「第六話」人質
状況は最悪と言っても過言ではなかった。
私と、バンを捕まえている男との間には中々の距離があった。走ればすぐに間合いの範囲内だろうが、相手は手首を少し返しただけで事足りるのだ。──人質を、取られた。
「おいおい、やけに素直じゃねぇかよ」
下衆な笑みを浮かべる男が、ナイフの切っ先をちらつかせながら、拳を構える私を見ていた。バンは何故か抵抗する素振りも見せず、ただひたすらに泣きじゃくっていた。──当然だ、こんな状況で、ただの子供が……まともに動くことなんてできるわけがない。

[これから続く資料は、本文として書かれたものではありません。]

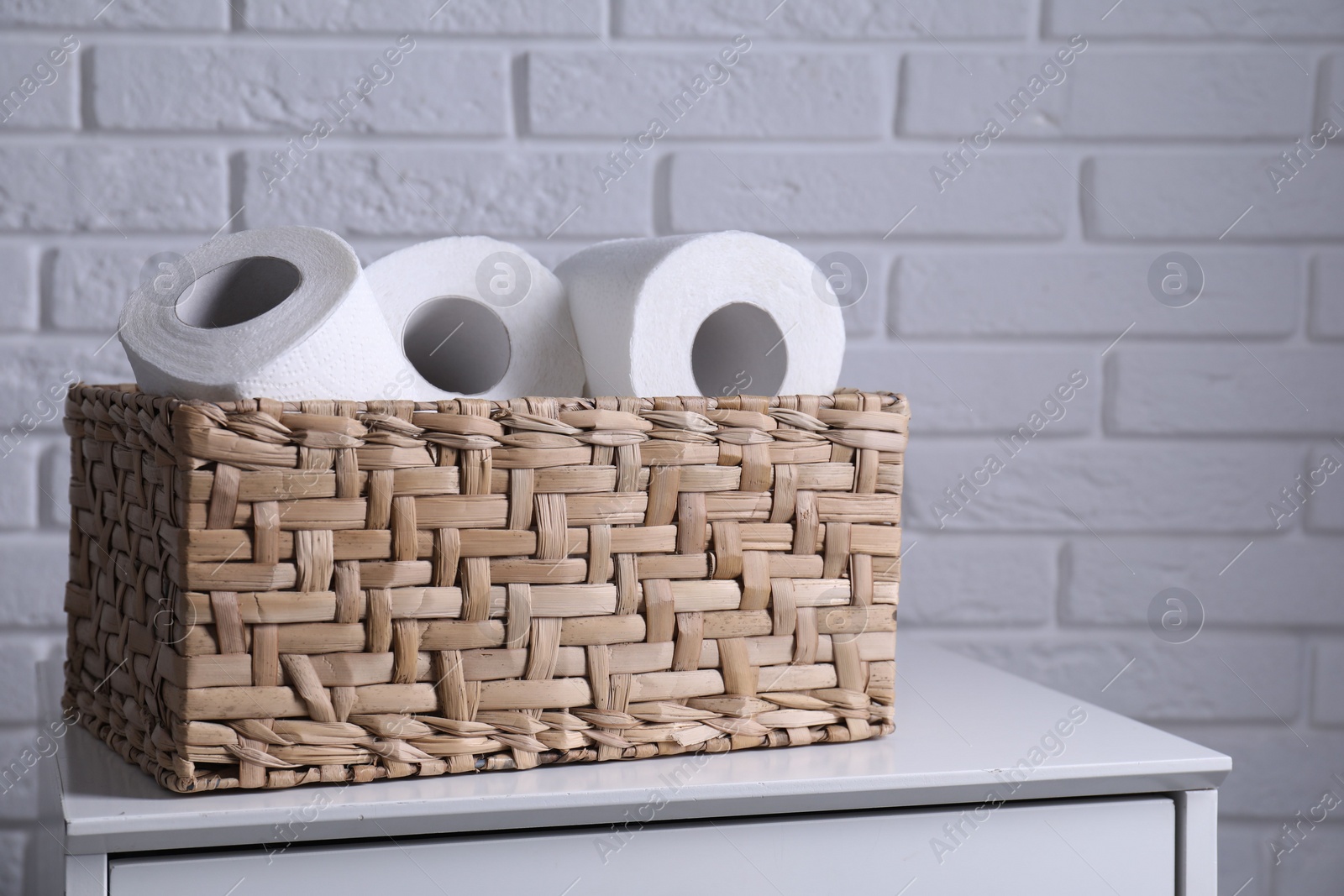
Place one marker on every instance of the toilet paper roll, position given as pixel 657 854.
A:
pixel 711 315
pixel 476 316
pixel 281 313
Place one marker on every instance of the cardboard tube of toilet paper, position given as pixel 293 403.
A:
pixel 281 312
pixel 477 317
pixel 716 315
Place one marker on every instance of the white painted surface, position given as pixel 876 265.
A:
pixel 1095 848
pixel 963 728
pixel 1196 841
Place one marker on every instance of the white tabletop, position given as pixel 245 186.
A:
pixel 960 728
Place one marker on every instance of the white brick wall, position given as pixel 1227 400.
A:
pixel 988 285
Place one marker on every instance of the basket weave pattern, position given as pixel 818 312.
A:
pixel 266 594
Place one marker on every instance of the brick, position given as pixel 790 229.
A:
pixel 1274 582
pixel 1327 318
pixel 34 375
pixel 1314 19
pixel 465 18
pixel 1274 775
pixel 34 90
pixel 1327 680
pixel 73 190
pixel 981 389
pixel 54 474
pixel 19 656
pixel 1316 866
pixel 13 846
pixel 1202 195
pixel 1015 293
pixel 131 15
pixel 506 192
pixel 19 289
pixel 1243 857
pixel 1324 508
pixel 1104 94
pixel 1234 390
pixel 289 90
pixel 89 284
pixel 19 777
pixel 1001 580
pixel 867 194
pixel 822 19
pixel 1332 96
pixel 33 593
pixel 1178 683
pixel 764 94
pixel 18 483
pixel 1126 486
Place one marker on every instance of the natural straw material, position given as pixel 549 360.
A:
pixel 269 594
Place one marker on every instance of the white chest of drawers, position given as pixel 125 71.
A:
pixel 990 785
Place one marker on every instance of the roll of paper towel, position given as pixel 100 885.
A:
pixel 476 316
pixel 281 312
pixel 711 315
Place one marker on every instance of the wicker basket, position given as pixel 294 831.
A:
pixel 268 595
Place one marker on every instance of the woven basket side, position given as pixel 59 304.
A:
pixel 269 594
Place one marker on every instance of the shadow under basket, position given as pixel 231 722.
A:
pixel 270 594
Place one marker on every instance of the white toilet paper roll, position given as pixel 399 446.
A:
pixel 476 316
pixel 711 315
pixel 281 313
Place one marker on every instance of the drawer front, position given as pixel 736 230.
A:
pixel 1101 846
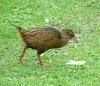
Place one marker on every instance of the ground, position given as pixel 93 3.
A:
pixel 82 16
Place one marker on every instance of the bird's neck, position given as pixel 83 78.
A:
pixel 64 38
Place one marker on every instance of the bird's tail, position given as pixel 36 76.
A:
pixel 19 28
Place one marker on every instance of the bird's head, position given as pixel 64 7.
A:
pixel 70 34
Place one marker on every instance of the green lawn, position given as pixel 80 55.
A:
pixel 82 16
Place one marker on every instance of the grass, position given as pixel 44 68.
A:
pixel 82 16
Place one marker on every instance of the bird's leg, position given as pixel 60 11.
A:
pixel 40 59
pixel 22 54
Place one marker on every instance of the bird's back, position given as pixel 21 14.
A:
pixel 41 38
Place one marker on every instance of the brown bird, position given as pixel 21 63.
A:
pixel 44 38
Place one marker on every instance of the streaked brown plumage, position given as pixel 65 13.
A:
pixel 44 38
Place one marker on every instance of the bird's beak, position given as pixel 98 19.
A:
pixel 75 40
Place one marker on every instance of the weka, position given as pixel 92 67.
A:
pixel 44 38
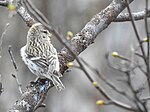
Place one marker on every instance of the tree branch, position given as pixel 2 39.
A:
pixel 123 17
pixel 35 93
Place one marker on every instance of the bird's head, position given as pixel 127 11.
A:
pixel 38 31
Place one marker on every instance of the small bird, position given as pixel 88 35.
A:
pixel 40 56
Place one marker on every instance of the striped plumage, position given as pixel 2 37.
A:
pixel 40 56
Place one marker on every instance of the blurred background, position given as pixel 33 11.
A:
pixel 69 15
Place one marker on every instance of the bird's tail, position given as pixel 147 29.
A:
pixel 57 82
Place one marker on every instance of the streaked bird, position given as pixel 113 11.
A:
pixel 40 55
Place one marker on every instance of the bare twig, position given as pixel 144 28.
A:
pixel 16 68
pixel 123 17
pixel 35 12
pixel 1 87
pixel 148 42
pixel 2 36
pixel 136 32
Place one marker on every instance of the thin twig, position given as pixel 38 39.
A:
pixel 2 36
pixel 137 100
pixel 136 32
pixel 16 68
pixel 34 9
pixel 148 42
pixel 123 17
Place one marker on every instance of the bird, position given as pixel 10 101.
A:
pixel 40 55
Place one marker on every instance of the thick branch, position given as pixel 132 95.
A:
pixel 35 93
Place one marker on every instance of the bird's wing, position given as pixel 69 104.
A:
pixel 39 61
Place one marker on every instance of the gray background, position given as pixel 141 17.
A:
pixel 69 15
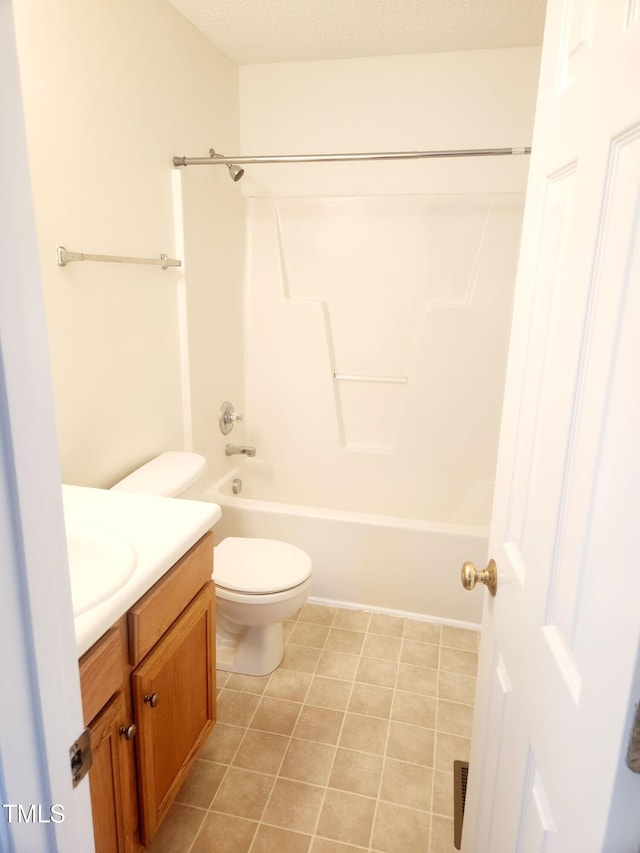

「虹の魔法を使う女がいるっていうからわざわざ来たのによ、なんだただのガキじゃねぇか……しかも杖も握ってない」
「うっ……!」
やけに不満そうな声を上げながら、男はバンの首を絞めた。苦しそうな声を上げ、自分の首を絞める手を振りほどこうとしている。手加減も容赦も何一つ無い、考え無しの浅はかな行動だった。
「バン!」
「おおっと、動いたら首チョンパだぜ?」
踏み出そうとして、踏みとどまざるを得なかった。たとえあの男の顔面を殴れたとして、そのころにはバンは殺されている……他人の命で一か八かの賭けに出るような選択が、私にはできなかった。
男はニヤニヤとしながら、バンを抱えたまま後ずさった。──こっちに来い。そう言いたげな顔だった。
「……」
私は黙ってついていく。どうやら人がいない時間帯と場所を選んだようで、外部からの助けは期待できそうになかった。路地裏を通り、明るいはずなのに夜のように暗い……気味の悪い別の世界に進んでいるような、そんな未知の恐怖があった。
いつもなら、叫べばゼファーが来てくれた。
でも、そんな優しいヒーローはもういない。──だから。
(私が、助けなきゃ)
誰にも聞こえないように、私は小さく呟いた。ぶつぶつと、自分で自分を鼓舞するかのように……そうしている内に、私は一軒の建物の前で立ち止まった。その様子は普通であるはずなのに、無理やり溶け込んでいるような違和感を感じた。
「妙なこと考えんじゃねぇぞ」
男はそう言って、躊躇なく建物の中に入る。
私も拳を握り締め、中に入った。